Sanfilippo Syndrome is a neurodegenerative disorder that affects just over 100 children in the UK. It’s like Alzheimer’s, but in kids. The condition steals abilities like walking, talking, and even eating, often progressing rapidly after age five. For Tammy, the thought of Tate losing his mobility is one of the hardest things to face. 'He’s my handsome little man,' she says, 'and I’ll do anything to give him a better quality of life.'
The family’s hope rests on a drug called UX111, which could be approved in the US later this year. If it gets the green light, Tate might start treatment by summer, potentially slowing the disease’s progression. But here’s the catch: accessing this treatment isn’t cheap. Tammy has already raised £35,000 for a clinical trial, but the costs could soar into the hundreds of thousands, especially with a year of monitoring in the US. 'We’ll get there,' she says determinedly, but the financial and emotional toll is immense.

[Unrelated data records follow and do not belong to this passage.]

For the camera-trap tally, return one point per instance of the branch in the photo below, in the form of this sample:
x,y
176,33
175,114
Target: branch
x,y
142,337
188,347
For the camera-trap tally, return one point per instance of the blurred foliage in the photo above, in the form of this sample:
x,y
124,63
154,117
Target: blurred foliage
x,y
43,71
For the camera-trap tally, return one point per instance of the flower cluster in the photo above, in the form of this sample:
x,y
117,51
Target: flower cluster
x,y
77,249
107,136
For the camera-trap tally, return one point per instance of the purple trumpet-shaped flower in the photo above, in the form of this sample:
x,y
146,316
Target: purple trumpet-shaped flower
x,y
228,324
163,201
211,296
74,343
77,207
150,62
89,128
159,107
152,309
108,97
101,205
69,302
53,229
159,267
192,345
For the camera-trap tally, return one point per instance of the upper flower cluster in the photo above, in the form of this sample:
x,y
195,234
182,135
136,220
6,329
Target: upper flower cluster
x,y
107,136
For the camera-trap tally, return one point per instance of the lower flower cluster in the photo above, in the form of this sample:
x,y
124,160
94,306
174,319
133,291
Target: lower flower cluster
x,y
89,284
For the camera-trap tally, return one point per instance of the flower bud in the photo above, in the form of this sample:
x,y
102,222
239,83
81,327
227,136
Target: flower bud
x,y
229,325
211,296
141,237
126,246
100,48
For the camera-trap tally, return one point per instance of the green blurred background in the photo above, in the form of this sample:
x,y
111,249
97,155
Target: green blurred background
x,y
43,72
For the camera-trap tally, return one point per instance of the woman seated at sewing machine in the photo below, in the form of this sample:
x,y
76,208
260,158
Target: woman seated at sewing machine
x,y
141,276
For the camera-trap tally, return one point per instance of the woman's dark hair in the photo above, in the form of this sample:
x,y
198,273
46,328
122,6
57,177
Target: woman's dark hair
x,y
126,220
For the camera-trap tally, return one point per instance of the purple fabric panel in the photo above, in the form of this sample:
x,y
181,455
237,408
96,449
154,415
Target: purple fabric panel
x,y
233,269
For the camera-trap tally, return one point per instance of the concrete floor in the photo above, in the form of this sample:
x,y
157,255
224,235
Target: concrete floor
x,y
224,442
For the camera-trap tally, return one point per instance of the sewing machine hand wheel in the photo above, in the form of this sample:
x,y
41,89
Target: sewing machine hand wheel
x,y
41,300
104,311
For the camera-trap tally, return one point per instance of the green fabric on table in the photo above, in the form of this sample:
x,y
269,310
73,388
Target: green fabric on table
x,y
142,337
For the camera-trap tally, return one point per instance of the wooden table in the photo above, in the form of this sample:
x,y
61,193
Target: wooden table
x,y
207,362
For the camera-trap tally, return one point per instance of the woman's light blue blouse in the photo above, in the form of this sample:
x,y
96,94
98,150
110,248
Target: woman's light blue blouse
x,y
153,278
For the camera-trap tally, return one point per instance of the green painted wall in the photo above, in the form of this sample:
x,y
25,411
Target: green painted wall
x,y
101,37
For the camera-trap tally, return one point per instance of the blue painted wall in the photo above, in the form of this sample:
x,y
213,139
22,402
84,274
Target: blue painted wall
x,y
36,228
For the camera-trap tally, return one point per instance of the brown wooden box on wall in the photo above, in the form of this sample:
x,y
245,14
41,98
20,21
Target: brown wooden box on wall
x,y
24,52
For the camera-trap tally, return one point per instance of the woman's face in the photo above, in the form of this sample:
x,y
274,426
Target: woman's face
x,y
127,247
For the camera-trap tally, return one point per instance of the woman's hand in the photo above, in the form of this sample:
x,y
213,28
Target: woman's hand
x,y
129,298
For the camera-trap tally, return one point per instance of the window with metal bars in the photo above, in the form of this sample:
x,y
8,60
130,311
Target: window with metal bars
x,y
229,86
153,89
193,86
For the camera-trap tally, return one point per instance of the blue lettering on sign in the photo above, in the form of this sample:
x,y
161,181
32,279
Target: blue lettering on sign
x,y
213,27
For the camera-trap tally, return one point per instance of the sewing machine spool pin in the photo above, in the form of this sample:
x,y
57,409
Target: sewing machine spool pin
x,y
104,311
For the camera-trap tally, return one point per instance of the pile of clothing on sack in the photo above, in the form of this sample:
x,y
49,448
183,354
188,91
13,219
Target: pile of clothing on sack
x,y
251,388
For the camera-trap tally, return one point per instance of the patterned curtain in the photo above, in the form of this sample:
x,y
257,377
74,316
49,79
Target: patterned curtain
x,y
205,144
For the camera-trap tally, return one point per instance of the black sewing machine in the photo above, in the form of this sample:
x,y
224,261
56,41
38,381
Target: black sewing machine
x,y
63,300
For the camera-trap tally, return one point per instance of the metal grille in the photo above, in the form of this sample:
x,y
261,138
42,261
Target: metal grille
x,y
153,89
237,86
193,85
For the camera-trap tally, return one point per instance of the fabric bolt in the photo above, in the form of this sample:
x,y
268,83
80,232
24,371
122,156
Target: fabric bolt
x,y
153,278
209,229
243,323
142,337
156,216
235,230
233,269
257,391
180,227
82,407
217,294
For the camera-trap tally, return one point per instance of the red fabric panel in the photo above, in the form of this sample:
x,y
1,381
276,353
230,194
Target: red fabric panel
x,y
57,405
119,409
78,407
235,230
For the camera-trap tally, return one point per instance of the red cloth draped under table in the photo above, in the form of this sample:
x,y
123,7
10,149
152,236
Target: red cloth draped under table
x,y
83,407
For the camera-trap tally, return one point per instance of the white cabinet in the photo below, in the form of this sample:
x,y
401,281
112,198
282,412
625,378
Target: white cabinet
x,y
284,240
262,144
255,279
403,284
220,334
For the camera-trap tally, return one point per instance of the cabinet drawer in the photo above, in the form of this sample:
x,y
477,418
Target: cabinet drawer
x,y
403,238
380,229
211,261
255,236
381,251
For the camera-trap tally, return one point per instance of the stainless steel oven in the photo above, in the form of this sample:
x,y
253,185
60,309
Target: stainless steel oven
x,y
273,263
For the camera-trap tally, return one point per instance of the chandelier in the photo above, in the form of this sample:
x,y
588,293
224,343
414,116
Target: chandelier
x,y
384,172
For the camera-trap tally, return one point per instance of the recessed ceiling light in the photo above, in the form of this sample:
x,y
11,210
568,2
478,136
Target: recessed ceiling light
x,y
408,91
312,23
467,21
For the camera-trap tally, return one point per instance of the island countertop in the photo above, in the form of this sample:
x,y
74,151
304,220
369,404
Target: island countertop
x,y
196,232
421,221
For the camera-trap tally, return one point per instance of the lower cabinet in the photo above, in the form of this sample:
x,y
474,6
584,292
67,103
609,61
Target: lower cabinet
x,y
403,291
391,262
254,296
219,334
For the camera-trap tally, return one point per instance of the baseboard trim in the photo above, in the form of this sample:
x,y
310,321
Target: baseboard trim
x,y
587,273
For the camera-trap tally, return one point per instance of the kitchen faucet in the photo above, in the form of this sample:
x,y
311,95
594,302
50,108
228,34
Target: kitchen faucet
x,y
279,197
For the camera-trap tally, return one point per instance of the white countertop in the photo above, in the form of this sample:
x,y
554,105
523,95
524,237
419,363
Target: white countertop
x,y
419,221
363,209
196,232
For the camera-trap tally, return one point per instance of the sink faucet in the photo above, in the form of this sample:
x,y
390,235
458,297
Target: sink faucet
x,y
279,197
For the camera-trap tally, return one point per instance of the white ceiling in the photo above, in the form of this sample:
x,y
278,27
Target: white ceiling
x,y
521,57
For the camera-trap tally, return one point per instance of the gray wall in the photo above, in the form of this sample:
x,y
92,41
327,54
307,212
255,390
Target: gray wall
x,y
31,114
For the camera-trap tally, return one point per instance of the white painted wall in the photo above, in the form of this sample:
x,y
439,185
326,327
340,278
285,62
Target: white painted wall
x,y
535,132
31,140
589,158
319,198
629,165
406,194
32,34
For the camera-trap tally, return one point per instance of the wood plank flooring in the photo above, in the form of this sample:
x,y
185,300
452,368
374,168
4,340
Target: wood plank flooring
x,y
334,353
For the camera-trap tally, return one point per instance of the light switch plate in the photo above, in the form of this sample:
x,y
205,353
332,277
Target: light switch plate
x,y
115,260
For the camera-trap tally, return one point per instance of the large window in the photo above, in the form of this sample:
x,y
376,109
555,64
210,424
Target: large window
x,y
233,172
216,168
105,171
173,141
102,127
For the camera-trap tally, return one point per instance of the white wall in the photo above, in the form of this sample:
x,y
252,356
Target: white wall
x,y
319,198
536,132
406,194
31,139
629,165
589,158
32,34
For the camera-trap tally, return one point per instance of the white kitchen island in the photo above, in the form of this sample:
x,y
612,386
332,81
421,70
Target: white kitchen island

And this is where it gets even more complex—should families like Tammy’s have to fight so hard for potentially life-changing treatments? Is it fair that access to such drugs often depends on fundraising and geographic location? These are questions that spark debate, and Tammy’s story invites us to think deeply about the inequities in healthcare.
Meanwhile, Tammy is focusing on 'living in the moment' with Tate. They recently celebrated their birthdays (just two days apart) in Fuerteventura, where Tate, a 'water baby,' splashed in pools and explored a water park. 'It was nice to forget reality for a while,' Tammy shares. She’s also planning trips to Germany and collecting fridge magnets from every country they visit—a simple yet beautiful way to make memories.
Tate’s progress is heartwarming. He started full-time school in September, interacts with peers, and even helps around the house. 'One day, he took off his shoes and put his socks in the washing machine before I could even settle in,' Tammy recalls, her pride palpable. She’s also hopeful about intensive speech therapy, as Tate is non-verbal, and wants to raise awareness about childhood dementia through her advocacy.
But here’s the thought-provoking question: What if this drug works for Tate—what does it mean for the hundreds of other children with Sanfilippo Syndrome? And what if it doesn’t? Tammy’s journey isn’t just about her son; it’s a call to action for more research, funding, and compassion. Her story challenges us to consider: How far would you go for your child? And what can we do collectively to ensure no family faces this battle alone?
As Tammy says, 'I know it’s not a cure, but it could give him a significantly better life.' Let’s hope her fight—and Tate’s resilience—inspires change. What’s your take? Share your thoughts in the comments.